Breaking down topwater fishing


James Overstreet

Topwater lures play a more prominent role in serious bass fishing than a lot of anglers think. There are good reasons for that, too. Bass will bust a topwater bait anytime the water temperature is above 50 degrees and when it starts pushing 60 degrees they really come into their own.

I think there are a couple of reasons for that. To begin with, the water’s surface provides a backstop for an attack. Bass can trap their prey against it. They can’t get away. Bass seem to know this by instinct.

Another thing is that there’s a lot of food on the surface. Mayflies, insects, frogs, snakes and mice all swim on top or, in some cases, fall in and can’t get out without a struggle. Either way it’s an easy meal for a hungry bass.

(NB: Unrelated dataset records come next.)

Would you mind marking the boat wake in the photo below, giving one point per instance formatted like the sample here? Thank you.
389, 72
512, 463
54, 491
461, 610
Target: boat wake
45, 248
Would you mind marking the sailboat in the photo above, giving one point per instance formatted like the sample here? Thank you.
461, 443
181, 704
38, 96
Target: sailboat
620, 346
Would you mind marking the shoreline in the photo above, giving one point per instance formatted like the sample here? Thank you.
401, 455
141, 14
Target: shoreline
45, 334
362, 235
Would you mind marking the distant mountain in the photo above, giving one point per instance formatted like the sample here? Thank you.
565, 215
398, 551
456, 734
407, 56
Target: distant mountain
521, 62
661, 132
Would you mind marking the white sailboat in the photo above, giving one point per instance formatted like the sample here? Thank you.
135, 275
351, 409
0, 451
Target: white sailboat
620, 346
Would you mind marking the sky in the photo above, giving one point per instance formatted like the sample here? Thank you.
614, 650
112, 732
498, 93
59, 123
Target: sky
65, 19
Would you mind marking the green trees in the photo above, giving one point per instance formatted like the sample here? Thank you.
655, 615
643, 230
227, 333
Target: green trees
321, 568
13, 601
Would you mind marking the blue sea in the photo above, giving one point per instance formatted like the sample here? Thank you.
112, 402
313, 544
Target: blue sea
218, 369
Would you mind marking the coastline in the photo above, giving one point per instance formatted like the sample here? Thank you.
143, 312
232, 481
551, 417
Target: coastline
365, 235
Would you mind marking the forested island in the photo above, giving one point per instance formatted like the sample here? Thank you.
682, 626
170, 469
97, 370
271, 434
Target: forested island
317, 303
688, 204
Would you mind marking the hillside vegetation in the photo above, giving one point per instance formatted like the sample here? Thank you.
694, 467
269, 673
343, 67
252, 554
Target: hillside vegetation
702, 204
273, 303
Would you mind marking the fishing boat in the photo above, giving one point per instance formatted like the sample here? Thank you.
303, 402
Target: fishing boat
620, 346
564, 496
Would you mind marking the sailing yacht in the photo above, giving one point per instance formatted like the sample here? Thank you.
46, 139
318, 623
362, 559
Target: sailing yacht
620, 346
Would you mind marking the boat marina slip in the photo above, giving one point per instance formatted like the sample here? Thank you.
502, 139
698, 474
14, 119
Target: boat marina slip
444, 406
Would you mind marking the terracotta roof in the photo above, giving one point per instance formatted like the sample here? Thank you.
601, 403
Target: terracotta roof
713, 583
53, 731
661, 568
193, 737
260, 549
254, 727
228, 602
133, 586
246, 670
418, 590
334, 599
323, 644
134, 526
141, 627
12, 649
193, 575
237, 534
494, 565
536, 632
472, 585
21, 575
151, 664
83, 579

And, one of their staples, shad, spawn along surface structure and cover, which puts them into easy range as well.

Like I said above, topwater baits are good anytime the water temperature’s right but they’re especially effective on postspawn females. That means they’re especially effective right now.

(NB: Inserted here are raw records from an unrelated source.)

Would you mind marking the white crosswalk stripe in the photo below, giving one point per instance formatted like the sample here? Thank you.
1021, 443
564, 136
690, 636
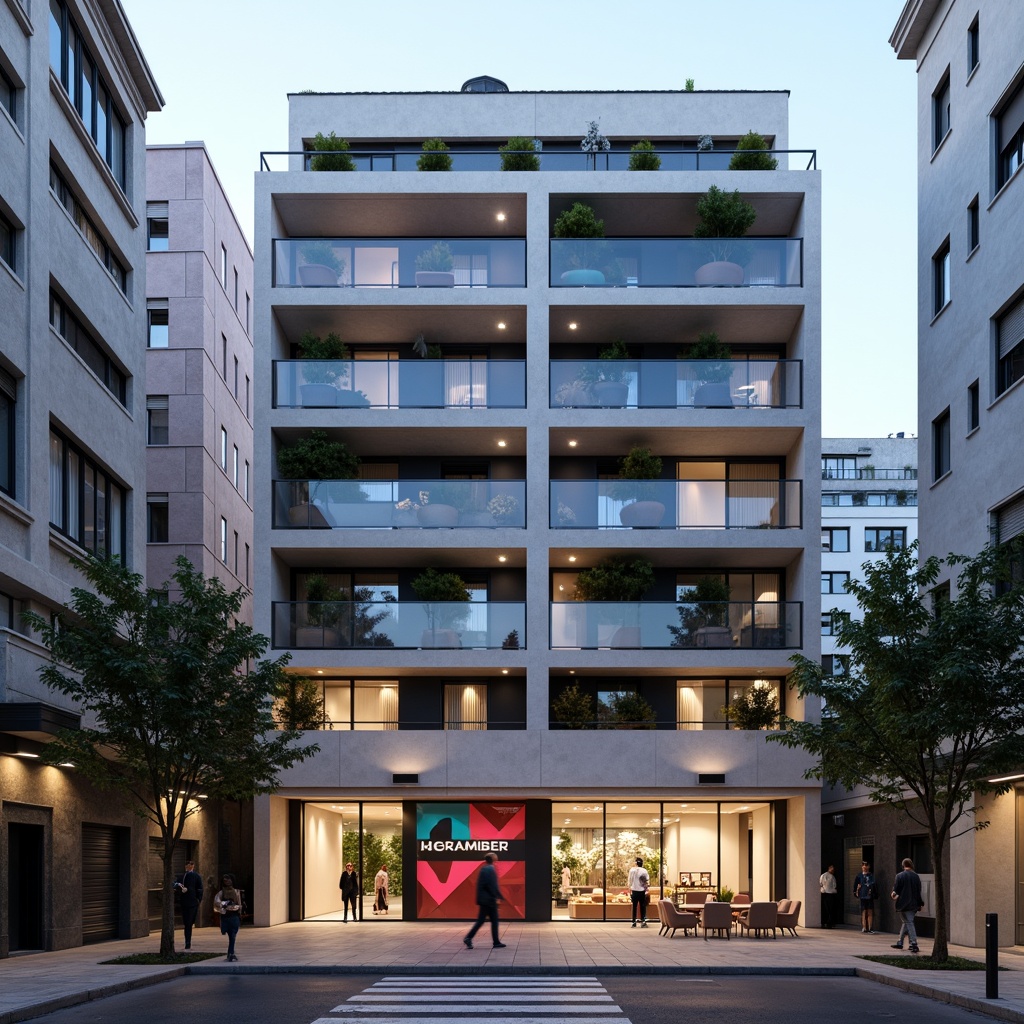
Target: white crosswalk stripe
515, 998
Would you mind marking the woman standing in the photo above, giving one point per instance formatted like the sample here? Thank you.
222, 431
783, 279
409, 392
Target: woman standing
227, 903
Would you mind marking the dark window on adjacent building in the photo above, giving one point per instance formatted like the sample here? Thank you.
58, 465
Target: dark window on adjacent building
835, 539
157, 518
940, 445
881, 538
940, 267
86, 504
74, 67
940, 112
1010, 136
68, 326
157, 422
1010, 335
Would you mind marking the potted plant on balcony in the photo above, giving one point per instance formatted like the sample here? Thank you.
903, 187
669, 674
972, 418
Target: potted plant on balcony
752, 155
724, 219
433, 266
587, 255
714, 371
335, 154
622, 579
519, 154
321, 266
611, 387
435, 156
445, 600
639, 473
307, 463
704, 620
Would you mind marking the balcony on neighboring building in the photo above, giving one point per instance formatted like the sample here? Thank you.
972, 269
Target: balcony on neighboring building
678, 262
740, 383
407, 383
680, 504
399, 262
676, 625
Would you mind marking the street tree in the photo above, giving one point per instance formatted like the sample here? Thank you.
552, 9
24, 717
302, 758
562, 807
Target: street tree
931, 708
182, 704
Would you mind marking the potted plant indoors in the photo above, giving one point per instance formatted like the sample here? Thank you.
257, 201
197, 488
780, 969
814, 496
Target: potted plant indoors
435, 157
579, 221
445, 600
433, 266
713, 368
519, 154
309, 461
639, 473
321, 266
724, 218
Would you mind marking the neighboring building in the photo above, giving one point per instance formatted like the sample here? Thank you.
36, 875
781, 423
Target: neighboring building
199, 373
440, 733
75, 91
868, 501
971, 345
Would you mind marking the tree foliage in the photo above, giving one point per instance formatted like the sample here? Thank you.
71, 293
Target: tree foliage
932, 706
181, 705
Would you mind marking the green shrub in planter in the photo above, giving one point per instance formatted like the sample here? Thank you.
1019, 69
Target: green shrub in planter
748, 157
435, 157
643, 157
519, 154
336, 158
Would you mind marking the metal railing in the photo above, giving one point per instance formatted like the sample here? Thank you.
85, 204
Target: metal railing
701, 504
676, 384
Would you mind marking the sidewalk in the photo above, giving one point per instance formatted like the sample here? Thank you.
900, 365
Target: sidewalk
39, 983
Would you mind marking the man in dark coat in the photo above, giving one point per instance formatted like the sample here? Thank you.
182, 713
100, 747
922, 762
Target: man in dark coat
189, 888
487, 895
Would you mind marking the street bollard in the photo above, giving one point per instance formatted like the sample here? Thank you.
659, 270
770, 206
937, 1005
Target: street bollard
991, 955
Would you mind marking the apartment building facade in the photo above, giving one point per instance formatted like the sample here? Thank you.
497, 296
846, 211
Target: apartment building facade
491, 432
199, 373
971, 343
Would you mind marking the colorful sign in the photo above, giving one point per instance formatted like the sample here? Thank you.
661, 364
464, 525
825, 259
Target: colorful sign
451, 843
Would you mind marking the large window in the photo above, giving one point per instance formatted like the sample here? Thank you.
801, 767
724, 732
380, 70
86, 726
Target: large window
74, 67
86, 504
68, 199
93, 354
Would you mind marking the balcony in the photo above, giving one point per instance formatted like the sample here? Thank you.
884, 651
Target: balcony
726, 504
396, 625
675, 626
399, 263
399, 505
675, 262
676, 384
399, 384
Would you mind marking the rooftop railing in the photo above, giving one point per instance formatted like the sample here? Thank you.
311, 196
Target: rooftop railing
488, 159
676, 383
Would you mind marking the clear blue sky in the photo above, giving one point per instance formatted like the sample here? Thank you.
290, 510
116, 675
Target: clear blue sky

I have two favorite postspawn topwater lures in June. My first is a big walking bait. I like something around 110 to 120 mm. That’s about the size of a Super Spook. I make long casts and bring it back with a steady, even walking action. A regular cadence back-and-forth is a must. Bass just don’t seem to be able to resist that.

If the water’s shallow and has some color to it, I’ll throw a SPRO Dean Rojas Bronzeye Frog 65. I can’t tell you how many bass I’ve caught on one of those things. They really get it done in shallow, dirty water.  

Braid — Sunline BX2 — is the best line I’ve found for either one of these lures. I want something smooth so that it helps enhance the action of my lure rather than impedes it. BX2 is silicone coated. It glides through the water like silk. I use 35-pound-test on the walking bait and 65-pound-test on my frog. 

Besides walking sticks and frogs there are two other lures I want to mention. They’re both hot right now. I don’t have much experience with either of them so I can’t give you any tips on how to fish them. I can say, however, that the Bassmaster Elite Series guys are throwing them, and they don’t fish with anything unless it catches quality bass. 

The first is a Spro BBZ-1 Rat. They come in three sizes. The biggest one has a body that’s 5.25 inches long and with the tail it’s 10 inches long. They tell me it really brings up the giants. The other is a River2Sea Whopper Plopper. It also comes in three sizes. The 130 size is 5 inches long and is developing a reputation as a big bass bait. I can say I’ve caught a number of fish on the Whopper Plopper, but I’m really just learning it.

Don’t think about topwater only in the spring and fall, and don’t think about it as an early morning or late evening lure. It’s good anytime the water temperature’s right, and does it get any better than a topwater explosion followed by a couple of tailwalks?